The school district’s board of trustees voted unanimously during Monday’s board meeting to declare the emergency, which district superintendent Tess Smith said will give her more leeway to make purchases in a more timely fashion.
“It gives me a little more freedom to purchase the bleachers and to move forward with other things, because we need those girls back on that field by mid to late February,” Smith said. “So this just allows me a little more freedom to be able to do that.”
The storm ripped up the netting from the backstop – which is responsible for catching foul balls that may head into the stands behind home plate – necessitating major repairs to the grounds.
“All of that has to be replaced, and some of those posts are down into the ground 7 or 8 feet, so that’ll have to be dug up,” Smith said. “Probably part of the sidewalk will need to be redone, and that will be a significant part of the project.
“They need to do a little work in the concessions stand and the bathrooms right there. They may have to rent some equipment here and there, but our guys feel like they can handle the field and the concession stands themselves.
“As soon as that’s done, they’ll begin to focus on the workout facility,” said Smith.
If all goes according to plan, Smith would like to have the work done by at least the end of February, in time for a scheduled softball tournament at the site.
“So far, weather would be a factor, but we just feel like we’re going to be able to get that done by mid-February or tournament time,” she said. “(The insurance) is doing a great job … and this project is coming together.”
The tornado hit on the evening of Dec. 16, touching down near the south end of town at Mississippi 589 and traveling about 6 miles before ending north of Mississippi 42.
In addition to damage at the softball complex, the storm hit several other homes and facilities in the area, including some houses near the Hudson Farm on Poplar Street and a few off Rocky Branch Road.
The American Legion Post 61 building on Mississippi 589 was heavily damaged, along with the city’s sports complex off Mississippi 42 and the nearby shopping center.
One of the hardest-hit locations was the Douglas Graham Group home, from which seven residents were hospitalized with minor injuries after the tornado tore off the roof and knocked over a wall at one of the buildings.
The seven individuals were later released in good condition.
“One of the houses (at the group home) was completely destroyed – the roof is off and one of the walls is just leaning outward,” Sen.

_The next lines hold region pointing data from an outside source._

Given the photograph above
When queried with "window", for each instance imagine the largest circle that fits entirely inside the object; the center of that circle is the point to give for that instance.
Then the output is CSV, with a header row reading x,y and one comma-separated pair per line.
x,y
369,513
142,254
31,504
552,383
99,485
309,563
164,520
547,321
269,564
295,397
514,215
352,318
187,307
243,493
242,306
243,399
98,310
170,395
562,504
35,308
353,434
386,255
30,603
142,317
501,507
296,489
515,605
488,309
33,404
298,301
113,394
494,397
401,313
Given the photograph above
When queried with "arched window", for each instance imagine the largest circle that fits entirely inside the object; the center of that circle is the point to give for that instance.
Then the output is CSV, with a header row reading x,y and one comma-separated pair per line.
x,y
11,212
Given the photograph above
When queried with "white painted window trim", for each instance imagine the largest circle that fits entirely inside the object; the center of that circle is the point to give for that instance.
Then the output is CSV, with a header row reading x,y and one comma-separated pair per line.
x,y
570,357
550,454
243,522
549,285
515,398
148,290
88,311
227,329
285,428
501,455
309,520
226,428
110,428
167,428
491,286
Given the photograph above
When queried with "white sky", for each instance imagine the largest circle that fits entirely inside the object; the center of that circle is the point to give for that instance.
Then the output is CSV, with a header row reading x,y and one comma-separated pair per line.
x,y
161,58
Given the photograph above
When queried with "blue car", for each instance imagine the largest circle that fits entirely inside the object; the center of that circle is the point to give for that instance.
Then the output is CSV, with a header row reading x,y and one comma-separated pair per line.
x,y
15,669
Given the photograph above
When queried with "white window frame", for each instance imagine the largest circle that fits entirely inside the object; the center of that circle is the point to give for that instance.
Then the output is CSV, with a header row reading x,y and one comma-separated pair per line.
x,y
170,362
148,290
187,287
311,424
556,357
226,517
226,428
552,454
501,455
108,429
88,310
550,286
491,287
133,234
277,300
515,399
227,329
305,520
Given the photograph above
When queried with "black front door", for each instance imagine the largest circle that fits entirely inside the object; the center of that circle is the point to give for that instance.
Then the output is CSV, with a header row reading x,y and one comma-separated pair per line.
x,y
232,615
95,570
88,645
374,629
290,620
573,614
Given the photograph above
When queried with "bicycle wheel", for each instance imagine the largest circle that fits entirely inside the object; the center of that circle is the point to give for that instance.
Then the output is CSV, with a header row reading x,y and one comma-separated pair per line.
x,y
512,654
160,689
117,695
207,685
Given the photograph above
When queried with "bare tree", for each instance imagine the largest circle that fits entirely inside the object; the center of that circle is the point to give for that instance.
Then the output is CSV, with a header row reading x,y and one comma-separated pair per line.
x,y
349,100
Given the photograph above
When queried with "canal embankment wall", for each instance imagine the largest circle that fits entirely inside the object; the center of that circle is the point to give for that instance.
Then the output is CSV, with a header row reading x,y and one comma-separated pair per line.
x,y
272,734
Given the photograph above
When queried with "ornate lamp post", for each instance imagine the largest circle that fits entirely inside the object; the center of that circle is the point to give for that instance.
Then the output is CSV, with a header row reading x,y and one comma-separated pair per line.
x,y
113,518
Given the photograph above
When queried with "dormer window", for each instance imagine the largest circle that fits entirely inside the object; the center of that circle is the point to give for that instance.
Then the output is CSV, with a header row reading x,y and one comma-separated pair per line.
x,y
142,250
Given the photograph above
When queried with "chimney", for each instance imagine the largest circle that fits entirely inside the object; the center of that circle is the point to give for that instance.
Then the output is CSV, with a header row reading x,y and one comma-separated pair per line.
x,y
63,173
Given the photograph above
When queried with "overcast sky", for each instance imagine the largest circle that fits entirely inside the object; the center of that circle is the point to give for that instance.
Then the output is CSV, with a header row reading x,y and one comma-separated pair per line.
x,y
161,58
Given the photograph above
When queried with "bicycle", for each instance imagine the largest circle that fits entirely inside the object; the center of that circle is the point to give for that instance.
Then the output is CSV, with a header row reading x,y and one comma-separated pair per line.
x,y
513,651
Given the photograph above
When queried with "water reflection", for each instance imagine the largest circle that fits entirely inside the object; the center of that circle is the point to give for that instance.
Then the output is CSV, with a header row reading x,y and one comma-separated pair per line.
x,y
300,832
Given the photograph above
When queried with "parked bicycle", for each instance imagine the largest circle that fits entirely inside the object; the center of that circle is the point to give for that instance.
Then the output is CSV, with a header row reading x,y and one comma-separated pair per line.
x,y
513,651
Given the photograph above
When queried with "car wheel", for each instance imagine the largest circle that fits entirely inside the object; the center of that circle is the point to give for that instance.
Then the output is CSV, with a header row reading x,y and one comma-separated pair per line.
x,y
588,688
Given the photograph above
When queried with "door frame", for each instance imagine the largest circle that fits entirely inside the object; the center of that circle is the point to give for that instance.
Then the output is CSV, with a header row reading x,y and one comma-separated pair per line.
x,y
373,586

Joey Fillingane said the day after the storm. “The one closer to the highway, they’re still trying to assess, and they have people from the Department of Finance and Administration here looking at that.
“It has a lot of structural damage, so I’m not sure they’ll be able to put it back up without having to tear it down and start over. The bad thing is, even though the state has insurance coverage on it, I’m told that there’s a $500,000 deductible, so the state is still going to have to come up with a half a million dollars to access the insurance because of the deductible situation.”